The power to oversee the use of eminent domain in the Wall Street Redevelopment Project was returned to the [Norwalk CT] Common Council on Tuesday.
In a unanimous vote with President Michael Coffey, D-At Large, abstaining, the council approved the Spring 2007 Proposed Plan Modification to the Wall Street Redevelopment Plan Summer 2004.
According to Planning Committee Chairman Matthew Miklave, D-At Large, the modification serves to reverse a measure included in the Wall Street redevelopment plan that was approved in 2004 and authorized the Norwalk Redevelopment Agency to exercise the power of eminent domain on a list of 20 to 30 properties. The modification also makes the procedure for the use of eminent domain in the Wall Street project consistent with the procedure in the West Avenue Corridor Redevelopment Project.
With the modification, the council will discuss and vote on the use of eminent domain for each parcel being considered before granting the NRA the authority to seize it.
According to Miklave, the NRA proposed the modification for a number of reasons. Miklave said he and NRA Executive Director Timothy Sheehan had discussed the issue extensively and agreed that it was important for the city to be consistent with the way it approached eminent domain.
In addition, the previous version of the Wall Street plan required the NRA to exercise eminent domain on the parcels listed by July 2007, at which time it would lose its power to do so. However, said Miklave, "the implementation of the plan has not gone as quickly as the Redevelopment Agency or the council would have liked." Though the deadline is fast approaching, the NRA is not yet ready to seize those properties, he said.
During the public participation segment of the meeting, Ed Schmidt, the attorney representing several Wall Street property owners, argued that the city could not extend the deadline on the use of eminent domain without the consent of the property owners a consent that his clients are not willing to give.
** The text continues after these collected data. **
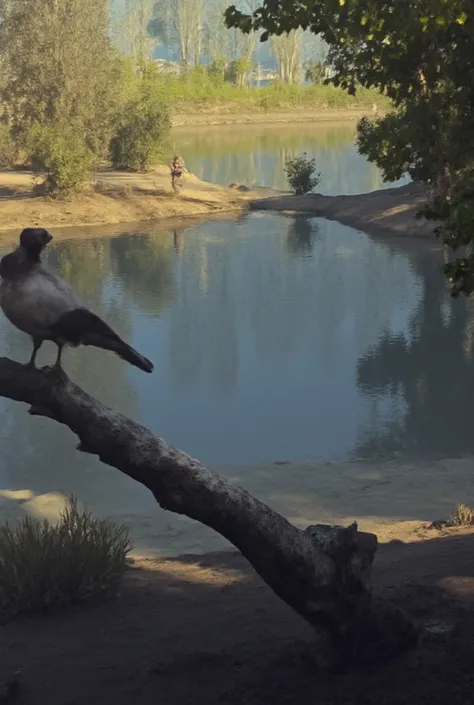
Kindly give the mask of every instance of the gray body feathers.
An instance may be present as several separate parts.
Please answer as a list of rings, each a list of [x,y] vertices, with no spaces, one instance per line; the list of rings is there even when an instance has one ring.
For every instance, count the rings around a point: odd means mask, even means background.
[[[53,326],[65,313],[86,308],[63,279],[41,264],[2,280],[0,306],[13,325],[42,340],[55,340]]]

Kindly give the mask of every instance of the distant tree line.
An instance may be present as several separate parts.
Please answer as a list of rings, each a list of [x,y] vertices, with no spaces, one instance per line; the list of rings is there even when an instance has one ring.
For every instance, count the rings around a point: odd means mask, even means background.
[[[228,0],[112,0],[112,33],[128,56],[152,59],[159,45],[185,69],[210,65],[216,76],[244,85],[261,55],[260,33],[228,29],[224,14]],[[252,13],[258,0],[242,0]],[[300,29],[272,37],[266,55],[279,79],[321,82],[307,72],[308,62],[323,63],[325,45],[319,37]]]

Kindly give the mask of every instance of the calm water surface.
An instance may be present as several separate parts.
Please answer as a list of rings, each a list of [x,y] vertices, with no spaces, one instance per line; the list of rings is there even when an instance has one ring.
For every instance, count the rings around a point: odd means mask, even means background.
[[[182,154],[200,179],[228,185],[271,186],[287,189],[284,173],[288,156],[306,152],[316,159],[322,178],[317,191],[335,196],[385,188],[379,170],[355,147],[355,122],[341,125],[208,126],[176,130],[173,153]],[[402,179],[398,183],[405,183]]]
[[[372,167],[351,166],[344,139],[324,148],[328,190],[378,187]],[[253,147],[255,163],[271,149]],[[204,177],[245,181],[244,167],[231,178],[227,157],[219,159],[203,165]],[[281,185],[262,169],[257,181],[266,174]],[[376,242],[318,218],[252,214],[175,230],[138,225],[114,237],[90,230],[54,241],[47,259],[156,365],[146,375],[85,348],[66,351],[68,374],[204,462],[474,451],[474,306],[447,295],[434,243]],[[30,353],[26,336],[0,317],[0,355]],[[45,345],[40,364],[54,355]],[[112,496],[130,511],[154,506],[141,487],[76,453],[67,429],[7,400],[0,423],[1,487],[99,504]]]

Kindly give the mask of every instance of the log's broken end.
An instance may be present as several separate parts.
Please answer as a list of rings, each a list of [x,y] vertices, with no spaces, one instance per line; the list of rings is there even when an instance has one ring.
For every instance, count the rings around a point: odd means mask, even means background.
[[[334,558],[342,553],[357,553],[369,567],[377,552],[377,536],[359,531],[355,521],[349,526],[312,524],[305,529],[304,534],[328,556]]]

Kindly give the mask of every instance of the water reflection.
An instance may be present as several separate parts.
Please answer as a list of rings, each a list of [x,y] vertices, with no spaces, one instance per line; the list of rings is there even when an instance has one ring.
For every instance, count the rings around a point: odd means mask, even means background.
[[[156,230],[110,240],[111,270],[125,295],[156,316],[176,296],[169,239]]]
[[[401,415],[375,414],[359,441],[361,456],[406,452],[459,456],[473,450],[474,302],[449,297],[438,260],[412,258],[423,297],[407,332],[384,332],[361,357],[358,386],[374,404],[403,401]]]
[[[55,243],[49,263],[155,363],[144,375],[86,348],[67,372],[205,462],[474,450],[474,305],[447,297],[426,243],[269,214]],[[30,354],[3,317],[0,354]],[[40,363],[53,356],[45,345]],[[66,429],[7,400],[0,423],[4,487],[153,506]]]
[[[314,218],[291,218],[288,226],[288,251],[300,257],[311,257],[319,225]]]
[[[354,141],[355,123],[214,126],[175,130],[172,152],[183,154],[196,176],[218,184],[237,182],[287,189],[286,158],[307,152],[316,158],[317,169],[322,172],[317,187],[321,193],[338,195],[384,188],[379,170],[357,153]]]
[[[183,254],[184,228],[173,230],[173,248],[177,255]]]

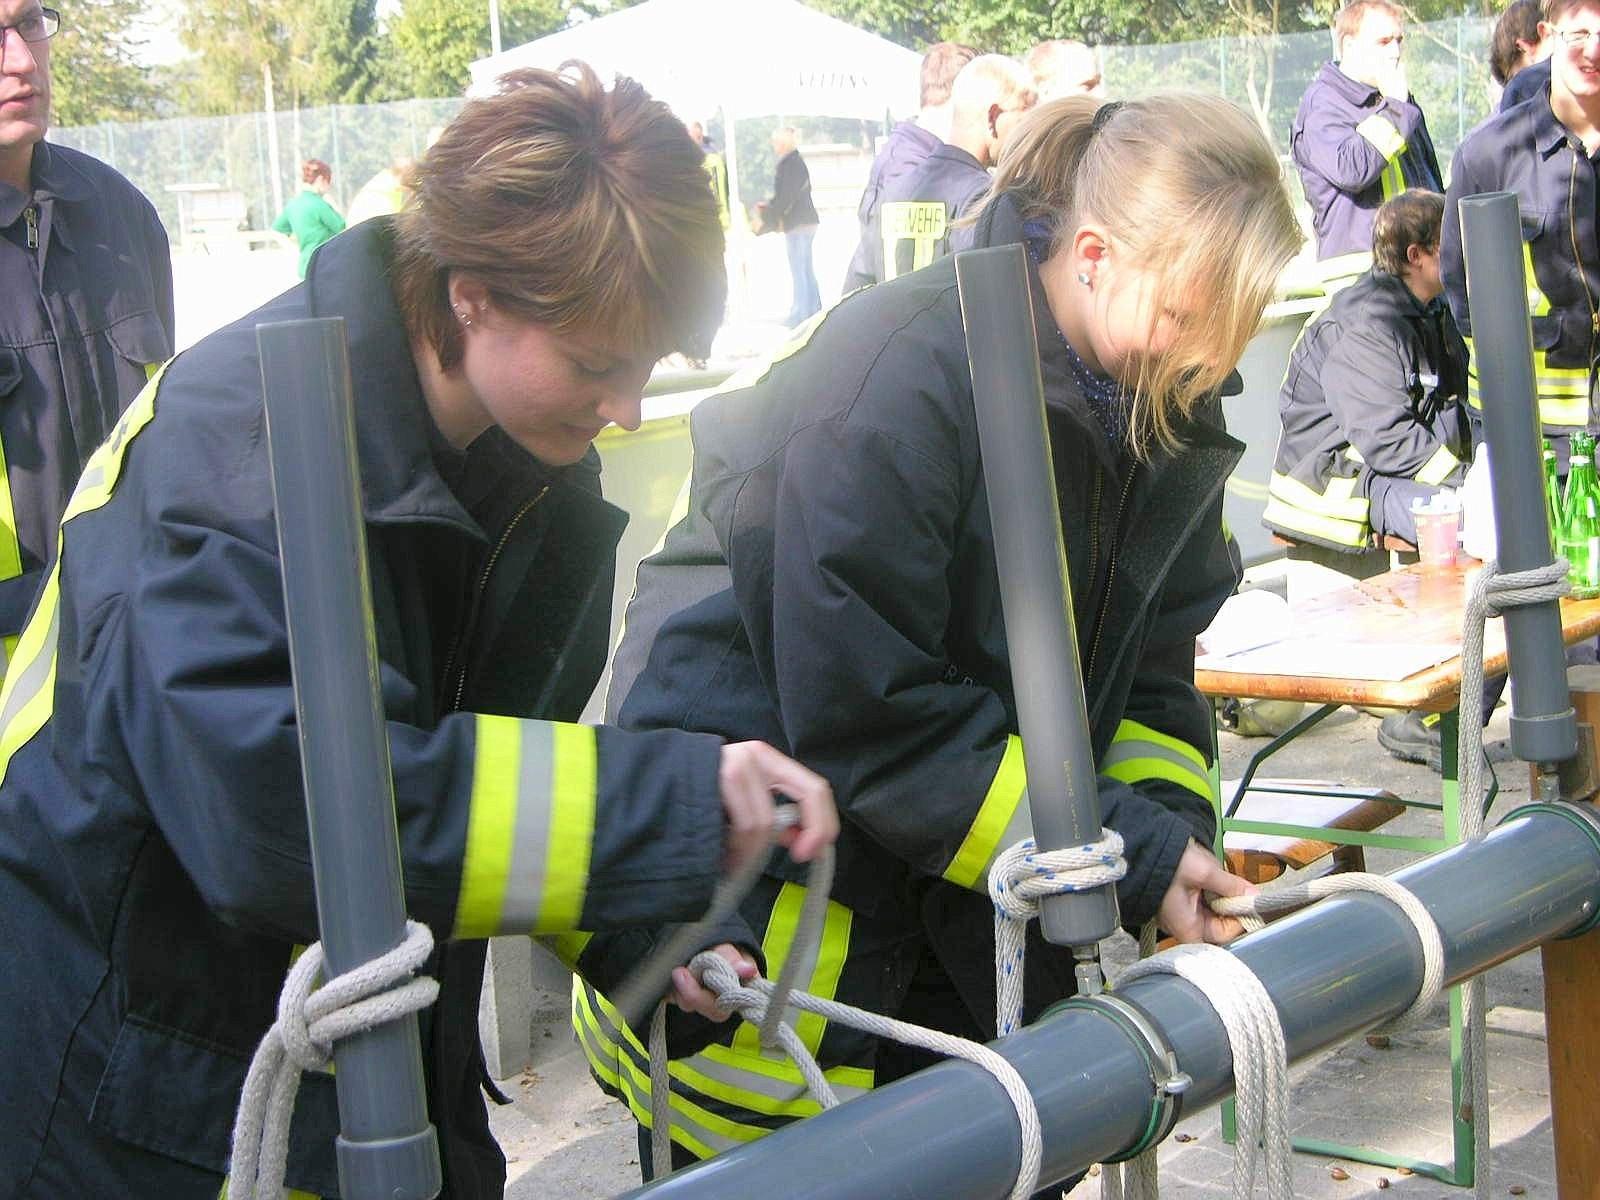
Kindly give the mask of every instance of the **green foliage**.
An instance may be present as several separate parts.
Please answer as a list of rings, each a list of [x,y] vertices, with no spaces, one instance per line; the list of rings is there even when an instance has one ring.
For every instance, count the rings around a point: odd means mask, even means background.
[[[77,0],[50,43],[52,120],[92,125],[151,115],[156,89],[139,65],[142,0]]]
State law dictates that the deadline may be extended if the NRA asks for an extension, the council approves it and the property owners consent, according to Miklave.
However, as Sheehan explained at the meeting, modifying the plan serves to restart the process, thus allowing the council to set a new deadline on the use of eminent domain. The amended plan has had to go through the Planning Commission, NRA and Planning Committee for comment as well as through a series of public hearings.
On Wednesday, Miklave said, "I'm pleased we're moving forward. We still have a long way to go. It's a very exiting time in our city, and we look for further public participation in making these very important decisions. At the end of the day, we're going to transform our city in ways I think we're going to be very proud of in years to come."